Aired May 23, 2011
For Chipotle Puree:
1 cup (7 ounces) chipotle peppers in adobo sauce
1 tablespoon chipotle puree
1 cup tomato puree, canned
1/4 cup freshly squeezed lime juice (about 5-6 limes)
2 teaspoons cumin, ground
1 teaspoon coriander seed, ground
1 tablespoon honey or agave syrup
For Chicken Breasts:
4 6-8 ounces each boneless chicken breasts, with or without skin, sliced horizontally
Salt and Pepper
1/2 cup reserved marinade
4 each tortillas (corn or flour)
1 can (21 ounces) BUSH'S Texas Ranchero Grillin Beans
For Chipotle Puree: In blender or food processor, puree peppers. Set aside. (Store extra chipotle puree in refrigerator for up to three weeks. Puree is a great way to add a quick blast of smoky heat to salsas, sauces and eggs.)
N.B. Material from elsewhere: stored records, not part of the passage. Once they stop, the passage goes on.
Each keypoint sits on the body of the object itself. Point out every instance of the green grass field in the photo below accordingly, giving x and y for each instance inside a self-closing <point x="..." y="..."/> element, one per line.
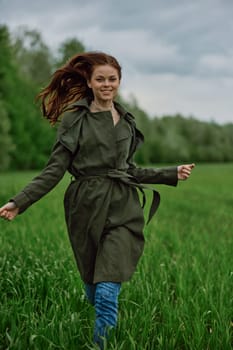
<point x="179" y="298"/>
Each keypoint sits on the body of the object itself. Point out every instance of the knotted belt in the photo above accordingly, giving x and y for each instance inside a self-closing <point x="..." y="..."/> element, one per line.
<point x="126" y="178"/>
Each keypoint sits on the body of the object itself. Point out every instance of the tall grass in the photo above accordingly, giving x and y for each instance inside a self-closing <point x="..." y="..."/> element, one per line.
<point x="179" y="298"/>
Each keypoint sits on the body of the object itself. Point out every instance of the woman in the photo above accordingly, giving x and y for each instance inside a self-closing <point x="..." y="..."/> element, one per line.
<point x="96" y="141"/>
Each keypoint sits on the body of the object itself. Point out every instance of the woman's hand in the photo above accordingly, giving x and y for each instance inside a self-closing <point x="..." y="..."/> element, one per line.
<point x="184" y="171"/>
<point x="9" y="211"/>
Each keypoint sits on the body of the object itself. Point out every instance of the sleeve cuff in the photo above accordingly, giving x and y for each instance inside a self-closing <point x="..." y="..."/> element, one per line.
<point x="22" y="201"/>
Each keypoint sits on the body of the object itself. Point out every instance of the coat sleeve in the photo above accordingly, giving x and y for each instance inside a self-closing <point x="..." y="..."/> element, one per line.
<point x="49" y="177"/>
<point x="166" y="175"/>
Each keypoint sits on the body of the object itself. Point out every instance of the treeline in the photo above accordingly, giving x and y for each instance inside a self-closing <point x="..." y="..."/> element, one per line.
<point x="26" y="64"/>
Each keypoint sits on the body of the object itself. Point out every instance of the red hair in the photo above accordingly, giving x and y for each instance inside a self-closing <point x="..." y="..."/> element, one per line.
<point x="69" y="83"/>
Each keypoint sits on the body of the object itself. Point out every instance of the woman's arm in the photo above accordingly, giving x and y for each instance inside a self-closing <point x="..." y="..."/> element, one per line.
<point x="166" y="175"/>
<point x="43" y="183"/>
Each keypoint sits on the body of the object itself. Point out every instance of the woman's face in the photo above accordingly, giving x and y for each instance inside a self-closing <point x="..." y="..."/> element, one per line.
<point x="104" y="83"/>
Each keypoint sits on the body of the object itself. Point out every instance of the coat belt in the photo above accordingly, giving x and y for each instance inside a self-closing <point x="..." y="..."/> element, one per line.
<point x="126" y="178"/>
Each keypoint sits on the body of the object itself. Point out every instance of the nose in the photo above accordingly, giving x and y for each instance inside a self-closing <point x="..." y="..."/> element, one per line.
<point x="106" y="82"/>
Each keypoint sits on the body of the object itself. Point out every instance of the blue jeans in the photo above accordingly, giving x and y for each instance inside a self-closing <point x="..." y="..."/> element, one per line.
<point x="104" y="296"/>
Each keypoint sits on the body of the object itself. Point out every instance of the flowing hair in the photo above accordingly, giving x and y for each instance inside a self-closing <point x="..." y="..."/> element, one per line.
<point x="69" y="83"/>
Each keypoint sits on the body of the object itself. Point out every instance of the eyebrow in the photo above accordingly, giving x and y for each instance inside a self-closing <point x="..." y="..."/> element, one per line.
<point x="103" y="76"/>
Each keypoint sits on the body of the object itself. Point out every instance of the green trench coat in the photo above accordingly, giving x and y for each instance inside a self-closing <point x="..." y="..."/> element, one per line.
<point x="102" y="209"/>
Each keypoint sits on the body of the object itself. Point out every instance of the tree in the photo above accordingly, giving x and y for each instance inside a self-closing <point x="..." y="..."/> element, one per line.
<point x="33" y="56"/>
<point x="67" y="49"/>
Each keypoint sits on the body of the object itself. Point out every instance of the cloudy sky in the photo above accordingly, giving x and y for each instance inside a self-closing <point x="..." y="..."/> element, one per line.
<point x="176" y="55"/>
For Marinade: In large bowl mix together chipotle puree, tomato puree, lime juice, cumin, coriander and honey. Remove 1/2 cup of marinade and set aside in small bowl. Refrigerate for later use.
For Chicken Breasts: Place chicken in marinade, turn to coat. Cover bowl with plastic wrap and refrigerate for 6 hours to overnight.
Remove chicken from bowl and wipe off excess marinade. Season with salt and pepper.
Set clean, well-oiled grill to medium-high heat. When grill is hot, using tongs, place chicken on grill and cook with grill lid open until marked and golden brown, about 2 minutes per side.
Reduce grill temperature to medium heat. With basting brush, coat both sides of chicken with reserved marinade and discard any remaining marinade. Wrap chicken in foil and cook for an additional 3-5 minutes per side.
Grill tortillas until warm/marked on both sides. Set aside.
Remove chicken from grill when juices run clear or internal temperature reaches 170F. Place chicken on grilled tortillas and let rest for 10 minutes before serving.
Serve with BUSHS Texas Ranchero Grillin Beans.